Pero el tema en que más insistía este santo predicador era el Juicio de Dios que espera a todo pecador. La gente lo llamaba "El ángel del Apocalipsis", porque continuamente recordaba a las gentes lo que el libro del Apocalipsis enseña acerca del Juicio Final que nos espera a todos. El repetía sin cansarse aquel aviso de Jesús: "He aquí que vengo, y traigo conmigo mi salario. Y le daré a cada uno según hayan sido sus obras" (Apocalipsis 22,12). Hasta los más empecatados y alejados de la religión se conmovían al oírle anunciar el Juicio Final, donde "Los que han hecho el bien, irán a la gloria eterna y los que se decidieron a hacer el mal, irán a la eterna condenación" (San Juan 5, 29).

Los milagros acompañaron a San Vicente en toda su predicación. Y uno de ellos era el hacerse entender en otros idiomas, siendo que él solamente hablaba su lengua materna y el latín. Y sucedía frecuentemente que las gentes de otros países le entendían perfectamente como si les estuviera hablando en su propio idioma. Era como la repetición del milagro que sucedió en Jerusalén el día de Pentecostés, cuando al llegar el Espíritu Santo en forma de lenguas de fuego, las gentes de 18 países escuchaban a los apóstoles cada uno en su propio idioma, siendo que ellos solamente les hablaban en el idioma de Israel.

San Vicente se mantuvo humilde a pesar de la enorme fama y de la gran popularidad que le acompañaban, y de las muchas alabanzas que le daban en todas partes. Decía que su vida no había sido sino una cadena interminable de pecados. Repetía: "Mi cuerpo y mi alma no son sino una pura llaga de pecados. Todo en mí tiene la fetidez de mis culpas". Así son los santos. Grandes ante la gente de la tierra pero se sienten muy pequeñitos ante la presencia de Dios que todo lo sabe.
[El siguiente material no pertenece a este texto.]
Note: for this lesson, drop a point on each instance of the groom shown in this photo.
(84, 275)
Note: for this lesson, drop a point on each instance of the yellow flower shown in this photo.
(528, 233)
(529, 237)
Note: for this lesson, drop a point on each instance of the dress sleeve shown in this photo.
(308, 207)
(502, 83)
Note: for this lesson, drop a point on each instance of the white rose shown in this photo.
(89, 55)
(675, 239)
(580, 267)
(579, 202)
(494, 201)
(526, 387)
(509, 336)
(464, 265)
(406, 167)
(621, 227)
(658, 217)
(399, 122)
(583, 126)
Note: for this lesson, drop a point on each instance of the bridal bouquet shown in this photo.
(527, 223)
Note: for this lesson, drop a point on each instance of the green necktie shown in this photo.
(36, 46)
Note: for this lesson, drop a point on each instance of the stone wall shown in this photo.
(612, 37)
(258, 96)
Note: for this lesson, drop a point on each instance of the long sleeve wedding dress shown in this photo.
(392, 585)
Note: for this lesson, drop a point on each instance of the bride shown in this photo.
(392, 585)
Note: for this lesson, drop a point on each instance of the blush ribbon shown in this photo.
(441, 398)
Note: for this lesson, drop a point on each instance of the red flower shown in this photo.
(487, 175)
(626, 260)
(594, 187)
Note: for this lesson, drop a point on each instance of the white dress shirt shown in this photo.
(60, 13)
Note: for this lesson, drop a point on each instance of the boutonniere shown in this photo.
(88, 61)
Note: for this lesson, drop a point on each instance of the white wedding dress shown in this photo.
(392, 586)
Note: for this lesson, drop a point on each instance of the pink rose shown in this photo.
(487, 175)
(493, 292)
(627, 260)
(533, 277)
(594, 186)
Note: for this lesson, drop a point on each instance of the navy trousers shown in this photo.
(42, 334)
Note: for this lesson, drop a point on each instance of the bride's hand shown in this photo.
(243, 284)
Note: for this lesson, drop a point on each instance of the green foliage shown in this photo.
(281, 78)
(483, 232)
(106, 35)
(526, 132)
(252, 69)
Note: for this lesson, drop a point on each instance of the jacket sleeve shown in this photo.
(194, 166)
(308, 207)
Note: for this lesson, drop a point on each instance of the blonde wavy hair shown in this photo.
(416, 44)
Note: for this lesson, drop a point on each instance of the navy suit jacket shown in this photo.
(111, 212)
Los últimos años, ya lleno de enfermedades, lo tenían que ayudar a subir al sitio donde iba a predicar. Pero apenas empezaba la predicación se transformaba, se le olvidaban sus enfermedades y predicaba con el fervor y la emoción de sus primeros años. Era como un milagro. Durante el sermón no parecía viejo ni enfermo sino lleno de juventud y de entusiasmo. Y su entusiasmo era contagioso. Murió en plena actividad misionera, el Miércoles de Ceniza, 5 de abril del año 1419. Fueron tantos sus milagros y tan grande su fama, que el Papa lo declaró santo a los 36 años de haber muerto, en 1455.

El santo regalaba a las señoras que peleaban mucho con su marido, un frasquito con agua bendita y les recomendaba: "Cuando su esposo empiece a insultarle, échese un poco de esta agua a la boca y no se la pase mientras el otro no deje de ofenderla". Y esta famosa "agua de Fray Vicente" producía efectos maravillosos porque como la mujer no le podía contestar al marido, no había peleas. Ojalá que en muchos de nuestros hogares se volviera a esta bella costumbre de callar mientras el otro ofende. Porque lo que produce la pelea no es la palabra ofensiva que se oye, si no la palabra ofensiva que se responde.